A Cerratina nasce il circuito integrato del pattume con tanto di piattaforma ecologica e impianto Forsu

LANCIANO. La zona di Cerratina diventerà un polo per la raccolta differenziata della società pubblica e partecipata da 53 comuni soci, EcoLan spa. Un circuito integrato e virtuoso del pattume, dall’organico fino a plastica, metalli, vetro, grazie alla presenza della piattaforma ecologica, (il cui ampliamento sarà presentato il prossimo 27 maggio), di un impianto Forsu (frazione organica del rifiuto solido urbano) assieme ad uffici, logistica e rimessaggio mezzi. Obiettivo dell’operazione che EcoLan sta portando avanti da anni è recuperare e riciclare il più possibile i rifiuti, internalizzando i servizi e abbattendo i costi. Ogni singola categoria di pattume potrà andare a recupero e il vantaggio sarà molteplice: meno rifiuti in discarica, meno spese per la gestione e trattamento dell’indifferenziato (il cui costo in media è di 125 euro a tonnellata), meno costi in bolletta per i Comuni, meno “viaggi del rifiuto” da un impianto all’altro e recupero di fondi con la vendita del materiale differenziato (carta, cartone, vetro e imballaggio come plastica e polistirolo). L’investimento per l’ampliamento della piattaforma è di 3 milioni di euro cofinanziati dalla Regione (con fondi ministeriali) al 50%. Il progetto sarà presentato nel dettaglio sabato 27 maggio alla presenza del geologo, divulgatore scientifico e autore televisivo Mario Tozzi, assieme a sindaci e autorità. Con il rinnovato impianto si potranno lavorare 30 tonnellate di rifiuti l’anno e i dipendenti passeranno da 20 a 32.

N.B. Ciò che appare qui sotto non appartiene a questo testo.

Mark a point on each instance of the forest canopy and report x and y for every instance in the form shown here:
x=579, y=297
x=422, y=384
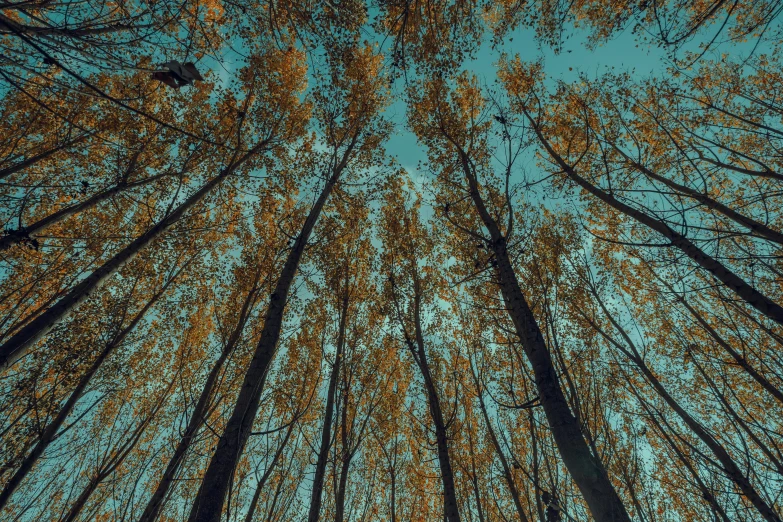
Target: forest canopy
x=395, y=260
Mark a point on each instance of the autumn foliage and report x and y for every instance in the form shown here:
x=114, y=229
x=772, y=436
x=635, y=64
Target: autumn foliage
x=234, y=295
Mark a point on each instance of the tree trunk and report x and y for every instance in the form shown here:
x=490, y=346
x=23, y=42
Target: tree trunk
x=50, y=432
x=23, y=233
x=729, y=467
x=586, y=469
x=451, y=506
x=19, y=344
x=262, y=481
x=512, y=487
x=208, y=504
x=200, y=412
x=738, y=285
x=326, y=429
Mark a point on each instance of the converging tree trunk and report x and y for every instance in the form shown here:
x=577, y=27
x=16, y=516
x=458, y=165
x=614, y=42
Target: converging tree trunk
x=20, y=343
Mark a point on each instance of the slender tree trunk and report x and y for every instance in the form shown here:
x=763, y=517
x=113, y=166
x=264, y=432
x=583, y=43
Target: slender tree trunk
x=512, y=487
x=326, y=429
x=738, y=285
x=585, y=468
x=208, y=504
x=262, y=481
x=741, y=361
x=19, y=344
x=729, y=467
x=200, y=412
x=451, y=506
x=50, y=432
x=339, y=498
x=474, y=475
x=23, y=233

«Dei 14 milioni di euro che la delibera Cipe ministeriale ha destinato all’Abruzzo, 12 vanno all’EcoLan», spiega il presidente della società, Massimo Ranieri, affiancato dagli amministratori di Gessopalena, Villa Santa Maria, Fallo, Guardiagrele, Pennadomo, Orsogna e Lanciano, «e questo perché siamo efficienti, operativi e bravi. Una volta tanto un plauso va a tecnici, dipendenti e sindaci che rappresentano questa società». Otto milioni di euro saranno destinati alla realizzazione dell’impianto di compostaggio per il trattamento della Forsu. Il progetto ha già avuto il placet della commissione Via regionale che ha valutato positivamente anche le controosservazioni della EcoLan alle opposizioni che 10 aziende del territorio hanno presentato in Regione contro l'impianto.